The presence of E. coli in drinking water reflects in most cases the existence of risk of the presence of enteric pathogenic micro-organisms (Quebec, 2004). WHO (2000) Standard recommends 0 CFU/mL of faecal coliforms in drinking water. However, the bacteriological analysis of sachet water showed a strong contamination by the faecal coliforms (70%) and a complete absence of contamination of sachet water by E. coli. The presence of these coliforms in the water revealed either an ineffective treatment or a contamination after treatment due to lack of hygienic care. Similar results were obtained by Navou (2000), Diop (1995), and Degbey (2009) when studying the quality of drinkable water in Bobo-Dioulasso City (Burkina Fasso), Khombole City (Senegal), and Godomey City (Benin) respectively. According to Obiri-Danso et al. (2003), the standard of hygiene in the various stages in the production of the factory plastic-bagged sachet water is similar to that of bottled water. It was difficult to independently verify this claim with regard to the factory-filled sachet water brands. But these results did not allow us to thoroughly confirm the complete absence of contamination of sachet water by E. coli.
 
According to Vaurette and Le Duc (2014), the lifespan of E. coli in natural waters and sediments can vary from few hours to several days, depending on environmental conditions.

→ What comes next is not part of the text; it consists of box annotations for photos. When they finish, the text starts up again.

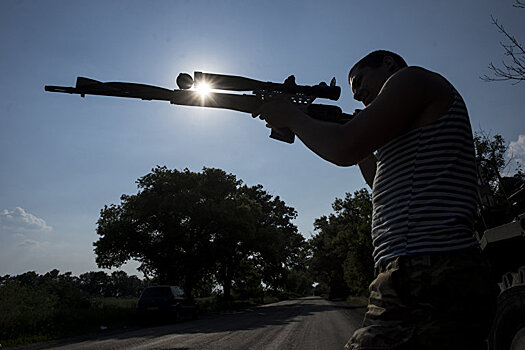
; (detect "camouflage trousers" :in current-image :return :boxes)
[345,250,496,350]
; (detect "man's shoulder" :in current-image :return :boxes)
[391,66,450,84]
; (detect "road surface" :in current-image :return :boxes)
[26,297,364,350]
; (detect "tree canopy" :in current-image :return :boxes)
[94,167,304,297]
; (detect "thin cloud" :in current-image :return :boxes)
[0,207,53,231]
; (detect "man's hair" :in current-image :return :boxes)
[348,50,408,77]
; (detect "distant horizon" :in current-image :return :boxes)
[0,0,525,276]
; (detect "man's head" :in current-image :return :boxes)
[348,50,407,106]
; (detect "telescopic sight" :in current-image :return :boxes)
[177,73,193,90]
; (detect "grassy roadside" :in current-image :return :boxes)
[0,295,279,347]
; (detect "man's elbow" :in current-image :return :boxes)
[331,152,359,167]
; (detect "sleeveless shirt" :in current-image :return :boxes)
[372,85,478,266]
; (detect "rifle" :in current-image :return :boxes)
[44,72,352,143]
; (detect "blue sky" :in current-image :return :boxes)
[0,0,525,275]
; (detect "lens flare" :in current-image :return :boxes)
[195,82,211,97]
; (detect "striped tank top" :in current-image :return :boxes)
[372,85,478,267]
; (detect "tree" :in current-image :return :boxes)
[94,167,297,299]
[474,131,525,232]
[481,0,525,83]
[309,189,374,297]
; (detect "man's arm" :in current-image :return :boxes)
[357,153,377,188]
[254,67,450,166]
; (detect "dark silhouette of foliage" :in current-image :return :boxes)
[94,167,303,299]
[309,189,373,298]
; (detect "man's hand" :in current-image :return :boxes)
[252,98,306,129]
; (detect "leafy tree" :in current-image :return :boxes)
[79,271,112,297]
[309,189,373,297]
[94,167,300,298]
[474,131,525,232]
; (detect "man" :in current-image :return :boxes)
[253,50,493,350]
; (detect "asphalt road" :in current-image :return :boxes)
[28,297,364,350]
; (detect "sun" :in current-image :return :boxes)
[195,81,211,97]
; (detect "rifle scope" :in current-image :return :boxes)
[177,72,341,101]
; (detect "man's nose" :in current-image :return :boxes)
[354,89,364,101]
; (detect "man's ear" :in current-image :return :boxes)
[383,56,397,73]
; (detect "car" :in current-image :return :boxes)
[138,285,199,321]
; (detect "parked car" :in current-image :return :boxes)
[138,286,199,321]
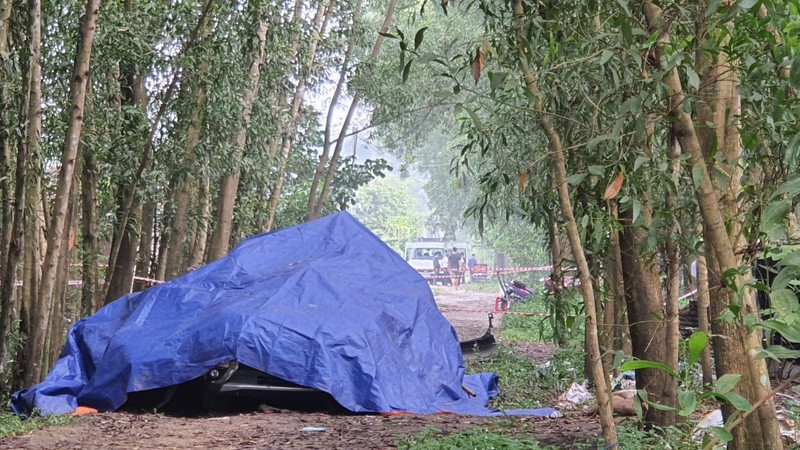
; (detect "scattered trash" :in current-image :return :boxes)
[208,416,231,423]
[611,370,636,391]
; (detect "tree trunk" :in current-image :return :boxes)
[208,20,267,261]
[265,0,338,231]
[620,203,677,426]
[0,0,18,380]
[511,0,619,446]
[164,63,209,280]
[306,0,362,220]
[25,0,100,383]
[186,167,211,270]
[643,0,783,449]
[308,0,397,219]
[695,251,714,386]
[547,219,568,347]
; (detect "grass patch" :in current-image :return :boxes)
[397,429,542,450]
[467,345,548,409]
[500,295,553,342]
[0,411,75,438]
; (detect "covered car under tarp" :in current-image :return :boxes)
[12,212,497,415]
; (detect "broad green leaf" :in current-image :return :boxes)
[789,56,800,89]
[714,373,742,394]
[692,162,705,189]
[403,59,414,83]
[771,266,800,291]
[784,133,800,166]
[619,359,678,378]
[689,331,708,366]
[759,319,800,342]
[769,289,800,317]
[738,0,758,9]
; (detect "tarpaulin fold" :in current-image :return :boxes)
[12,212,524,415]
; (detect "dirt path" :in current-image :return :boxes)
[0,286,600,450]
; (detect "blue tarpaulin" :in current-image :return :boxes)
[12,213,552,415]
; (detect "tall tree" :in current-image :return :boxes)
[25,0,100,384]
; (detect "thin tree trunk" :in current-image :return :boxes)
[511,0,619,446]
[106,0,214,274]
[547,219,568,347]
[306,0,362,220]
[663,138,681,423]
[0,0,17,372]
[308,0,397,219]
[164,63,209,280]
[696,251,714,386]
[620,203,677,426]
[186,168,211,270]
[643,0,783,449]
[208,19,267,261]
[25,0,100,383]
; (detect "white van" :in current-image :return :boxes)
[405,241,469,275]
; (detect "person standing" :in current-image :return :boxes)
[447,247,464,289]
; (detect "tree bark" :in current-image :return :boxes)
[309,0,397,219]
[620,203,677,426]
[265,0,340,231]
[25,0,100,384]
[208,15,267,261]
[306,0,364,220]
[643,0,783,449]
[164,62,209,280]
[511,0,619,446]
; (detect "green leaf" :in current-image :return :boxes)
[598,50,614,66]
[714,373,742,394]
[689,331,708,366]
[464,108,485,132]
[567,173,586,186]
[756,345,800,361]
[737,0,758,10]
[722,392,753,411]
[587,164,605,177]
[789,56,800,89]
[769,289,800,317]
[772,177,800,199]
[692,162,705,189]
[414,27,428,50]
[403,59,414,83]
[784,133,800,166]
[633,156,650,172]
[619,359,678,378]
[771,266,800,291]
[686,66,700,91]
[759,319,800,342]
[678,391,697,417]
[708,427,733,443]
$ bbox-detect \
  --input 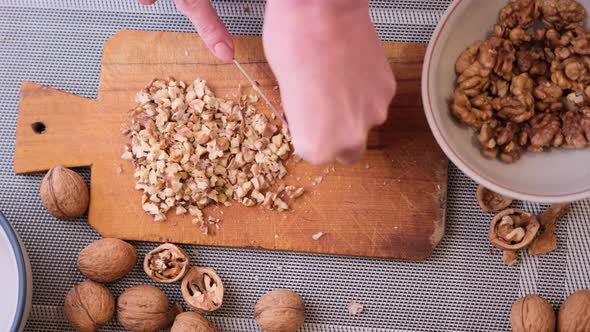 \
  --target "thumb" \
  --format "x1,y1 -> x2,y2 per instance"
175,0 -> 234,62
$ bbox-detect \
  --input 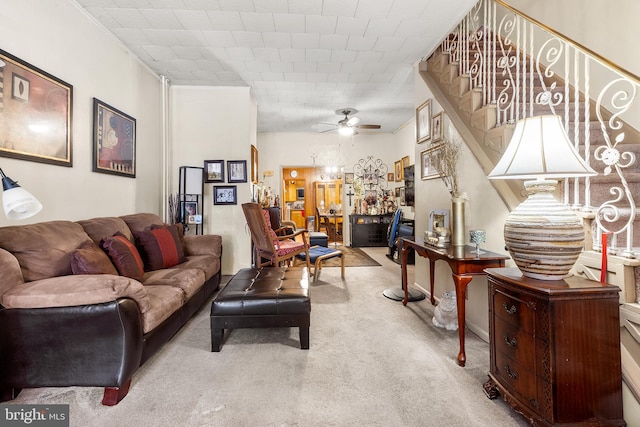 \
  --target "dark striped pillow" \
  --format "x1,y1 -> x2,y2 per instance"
133,226 -> 185,271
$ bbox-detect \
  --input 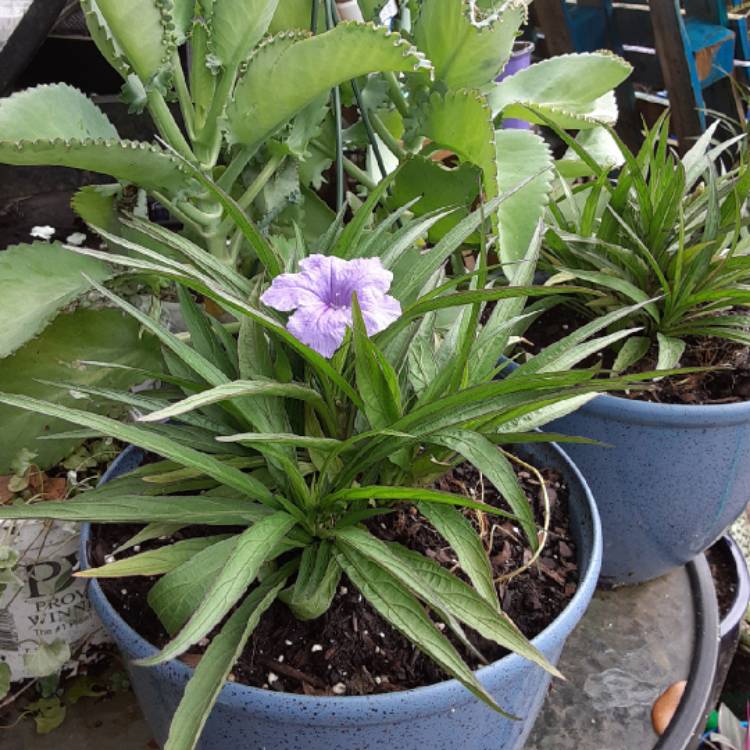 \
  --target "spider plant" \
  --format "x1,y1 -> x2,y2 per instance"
544,116 -> 750,373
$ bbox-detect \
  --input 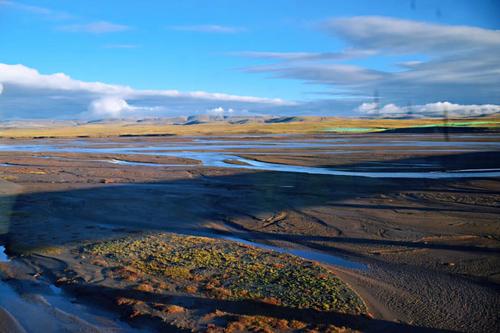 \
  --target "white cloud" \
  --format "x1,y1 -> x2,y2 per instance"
228,49 -> 376,61
0,64 -> 294,118
89,97 -> 133,118
324,16 -> 500,53
236,16 -> 500,105
58,21 -> 130,34
169,24 -> 246,34
355,102 -> 500,117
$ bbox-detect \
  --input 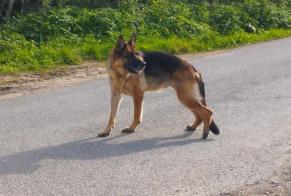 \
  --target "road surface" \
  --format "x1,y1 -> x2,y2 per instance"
0,38 -> 291,195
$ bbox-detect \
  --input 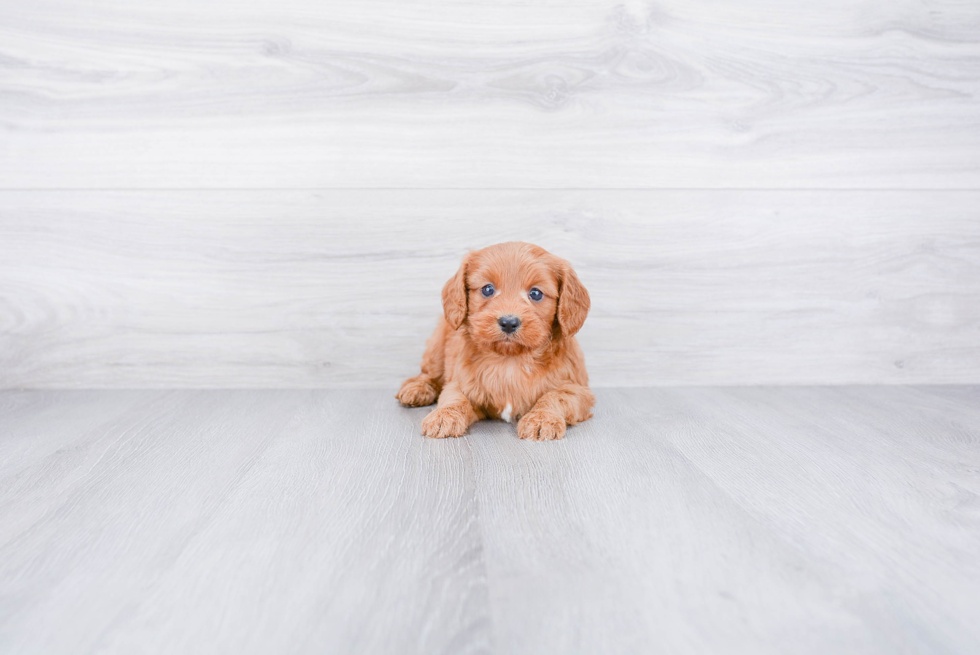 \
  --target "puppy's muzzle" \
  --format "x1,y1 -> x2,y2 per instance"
497,314 -> 521,334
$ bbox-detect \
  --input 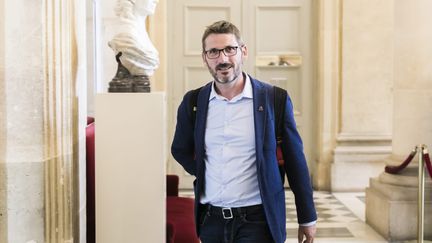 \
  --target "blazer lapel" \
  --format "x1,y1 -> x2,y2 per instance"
195,82 -> 212,159
250,77 -> 268,157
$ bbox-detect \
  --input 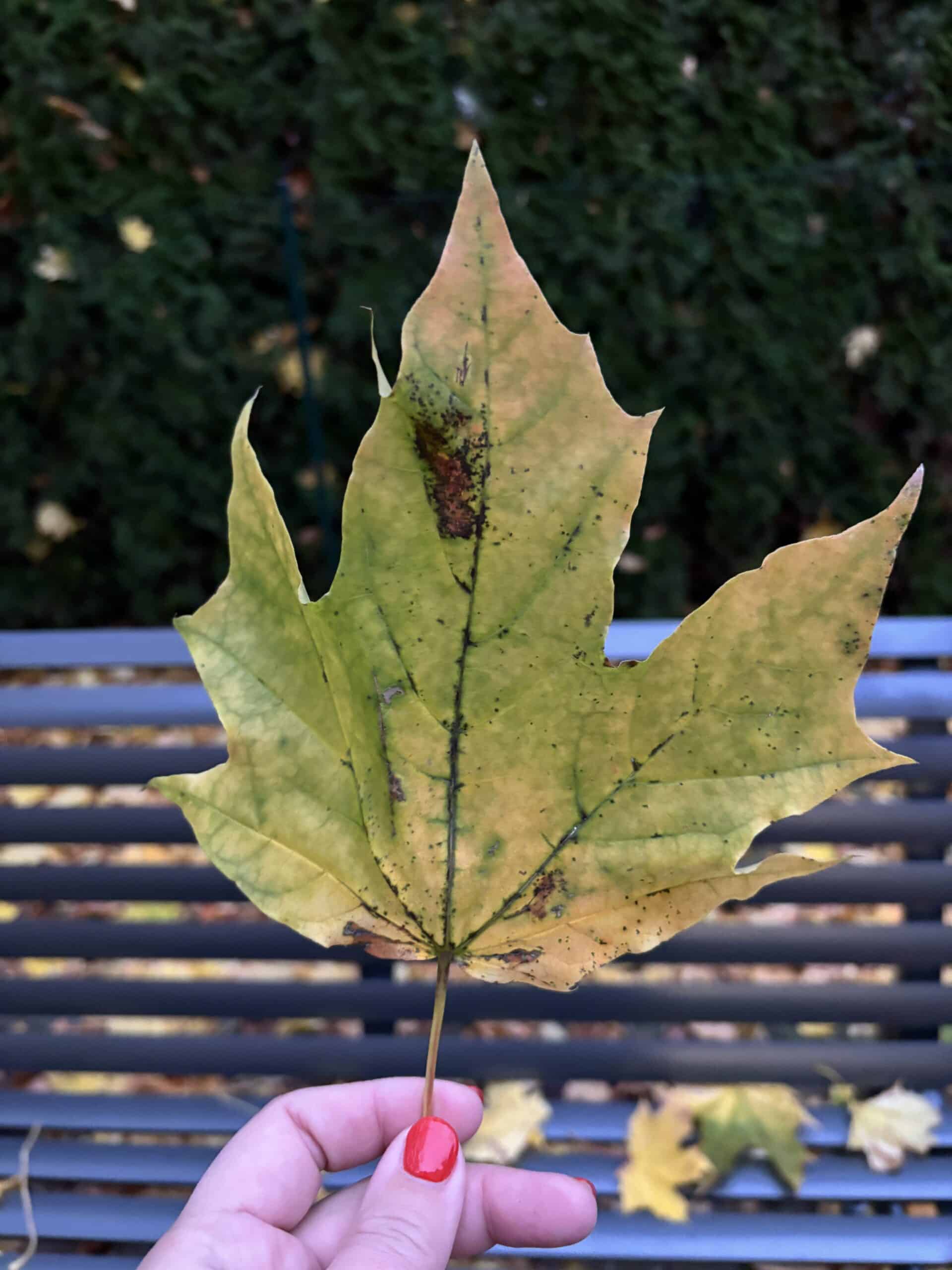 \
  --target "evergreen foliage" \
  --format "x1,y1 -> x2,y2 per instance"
0,0 -> 952,626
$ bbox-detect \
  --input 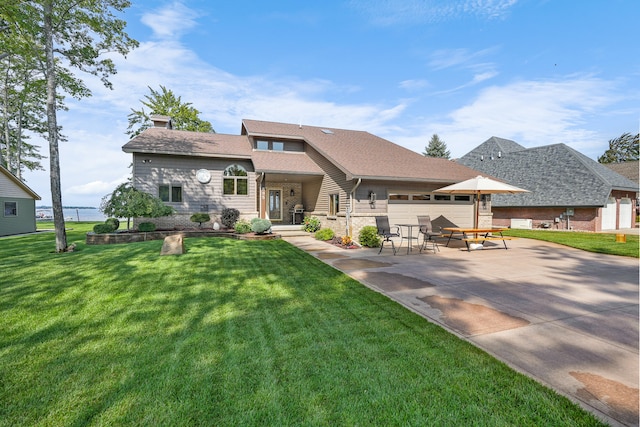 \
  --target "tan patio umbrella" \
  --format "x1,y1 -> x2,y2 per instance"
434,175 -> 529,228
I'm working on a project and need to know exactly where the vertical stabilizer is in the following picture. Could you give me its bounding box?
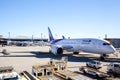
[48,27,54,41]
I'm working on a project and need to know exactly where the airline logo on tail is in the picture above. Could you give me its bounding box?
[48,27,55,41]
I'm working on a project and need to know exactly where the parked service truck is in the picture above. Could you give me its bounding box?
[107,62,120,74]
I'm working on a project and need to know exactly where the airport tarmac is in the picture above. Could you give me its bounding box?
[0,46,120,79]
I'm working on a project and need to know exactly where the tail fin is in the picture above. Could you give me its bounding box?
[48,27,54,41]
[62,36,66,39]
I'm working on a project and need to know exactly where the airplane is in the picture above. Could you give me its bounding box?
[48,27,116,60]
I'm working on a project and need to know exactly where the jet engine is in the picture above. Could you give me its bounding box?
[51,46,63,55]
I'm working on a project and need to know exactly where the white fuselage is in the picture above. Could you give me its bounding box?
[52,38,115,54]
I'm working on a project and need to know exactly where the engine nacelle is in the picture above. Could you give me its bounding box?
[51,46,63,55]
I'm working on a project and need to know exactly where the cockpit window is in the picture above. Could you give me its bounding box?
[103,43,110,45]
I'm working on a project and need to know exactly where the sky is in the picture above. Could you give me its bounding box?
[0,0,120,38]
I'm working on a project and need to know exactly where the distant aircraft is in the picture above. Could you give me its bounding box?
[48,27,116,60]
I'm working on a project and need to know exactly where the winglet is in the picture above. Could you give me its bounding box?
[48,27,54,41]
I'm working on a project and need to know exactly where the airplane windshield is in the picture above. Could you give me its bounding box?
[103,43,110,45]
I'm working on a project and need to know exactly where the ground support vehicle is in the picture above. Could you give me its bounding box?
[79,66,109,78]
[86,60,103,69]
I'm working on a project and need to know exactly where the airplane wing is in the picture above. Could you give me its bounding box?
[58,45,73,50]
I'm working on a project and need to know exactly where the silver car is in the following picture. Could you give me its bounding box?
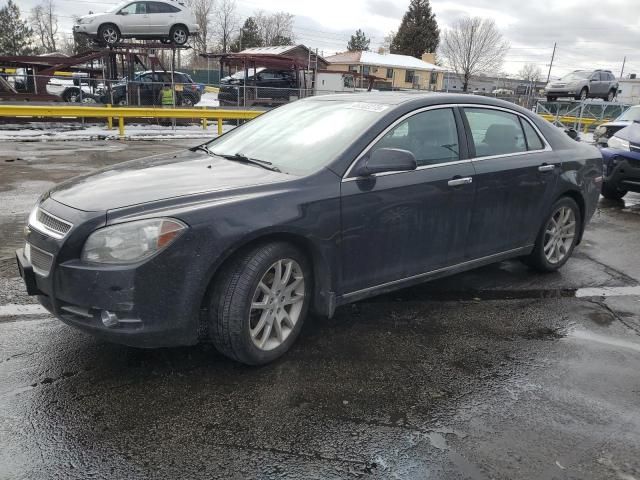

However, given the fact that the manufacturing date of this sachet water was not known, it became difficult to estimate the duration of storage. Depending on the types of process, the industrial-type sachets as well as the artisanal ones were unfit for consumption because of the presence of germs which showed faecal contamination that resulted in poor bacteriological quality. During sales, sachet water brands are kept in buckets and coolers and exposed to temperature and sunlight. Storage conditions and the environment are also important factors of contamination. Several authors have demonstrated that temperature and x-rays can promote the migration of plastic elements to food, and also promote microbial growth in food (Limm and Hollifield, 1996; Etienne and David, 2002; Tehrany and Desobry, 2004). Residual odours of storage place and the trace element of outer wall of sachet (plastic) can also pass through the container and deteriorate the food, both organoleptically and toxicologically (Cristina, 2011).


 CONCLUSION

This study aimed to take an inventory of all the water sachet brands sold in Yaounde City and to assess their potability. The results obtained highlighted that contaminations were essentially of faecal origins: 75% of the samples contained intestinal enterococci. Majority of them were not fit for human consumption. However, further work is needed to complete the microbial and physic-chemical contaminations. These sachet water brands do not only meet a vital need, but are a source of income for vendors. Their ban without adequate replacement measures is not feasible. To protect consumers’ health by reducing health risks, a number of recommendations can be made: The sensitization of consumers about the health risks they incur, the education of sellers and the monitoring of their activity by the municipal hygiene services.


 CONFLICT OF INTERESTS

All authors declare that there are no conflicts of interest.


 ACKNOWLEDGEMENTS

All the staff of the Laboratory of Food Technology of the Institute of Agricultural Research for Development (IRAD) is duly acknowledged.